Tried to continue reading Artaud, but found that it was not very difficult to enter into his insanity. I had to stop at the verge of fright. I cannot go back to him, at least not for now. More than three years ago, my body was less than an inch close to several lunatics (clinically), while in my mind I initially tried hard to go far from them. However, after surviving my first five practicum hours, the next 95 seemed to come so fast. Before I knew it, two months passed by, and I was already submitting my report on the case I handled (of someone with paranoid schizophrenia).

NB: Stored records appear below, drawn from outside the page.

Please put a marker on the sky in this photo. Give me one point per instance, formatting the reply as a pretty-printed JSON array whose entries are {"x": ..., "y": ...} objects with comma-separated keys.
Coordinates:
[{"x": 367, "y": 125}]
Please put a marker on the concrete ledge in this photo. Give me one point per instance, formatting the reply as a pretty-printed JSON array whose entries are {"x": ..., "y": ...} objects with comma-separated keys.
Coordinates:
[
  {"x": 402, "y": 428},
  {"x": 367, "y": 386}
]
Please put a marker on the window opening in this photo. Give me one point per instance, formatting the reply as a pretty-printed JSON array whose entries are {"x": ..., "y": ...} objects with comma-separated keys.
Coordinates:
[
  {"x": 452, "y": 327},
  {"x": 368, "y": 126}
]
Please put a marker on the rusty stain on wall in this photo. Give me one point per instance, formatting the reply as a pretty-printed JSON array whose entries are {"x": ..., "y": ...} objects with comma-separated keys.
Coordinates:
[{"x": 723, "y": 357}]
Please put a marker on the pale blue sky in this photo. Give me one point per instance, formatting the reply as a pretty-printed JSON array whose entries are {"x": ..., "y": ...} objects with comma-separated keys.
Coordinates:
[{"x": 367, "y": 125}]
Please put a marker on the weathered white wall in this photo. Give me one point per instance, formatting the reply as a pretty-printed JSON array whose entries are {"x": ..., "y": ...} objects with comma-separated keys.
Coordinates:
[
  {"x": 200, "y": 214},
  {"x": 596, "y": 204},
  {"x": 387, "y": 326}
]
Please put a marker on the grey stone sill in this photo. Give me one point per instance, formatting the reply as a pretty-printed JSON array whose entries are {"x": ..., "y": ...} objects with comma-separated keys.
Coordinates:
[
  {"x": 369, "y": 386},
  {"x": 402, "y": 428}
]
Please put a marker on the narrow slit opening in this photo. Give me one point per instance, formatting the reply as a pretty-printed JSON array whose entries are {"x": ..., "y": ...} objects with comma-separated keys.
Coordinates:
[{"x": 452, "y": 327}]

Not a few poets/writers are known to be insane. At the least, they were called eccentric. In the Philippines, I’ve heard (also from the hospital where I had my practicum) that Federico Licsi-Espino was diagnosed for having a mental disorder, and had moved from hospital to hospital until he was finally confined to the National Institute for Mental Health. For now, it’s still hearsay; I don’t know whether there’s a reason to pursue this kind of truth.

For those who saw Brandy Ayala (a former bold star; still, an artist) at The Buzz yesterday, you knew that she hadn’t fully recovered yet. An insane individual’s smile was the saddest I saw ever (not Brandy’s). Probably because I felt pain in realizing how a person may not be fully aware of her/his own happiness. But can I be happy knowing that s/he may not also be capable of feeling pain? Is it enough consolation?

Is it really only this—awareness—that separates our “sanity” from theirs?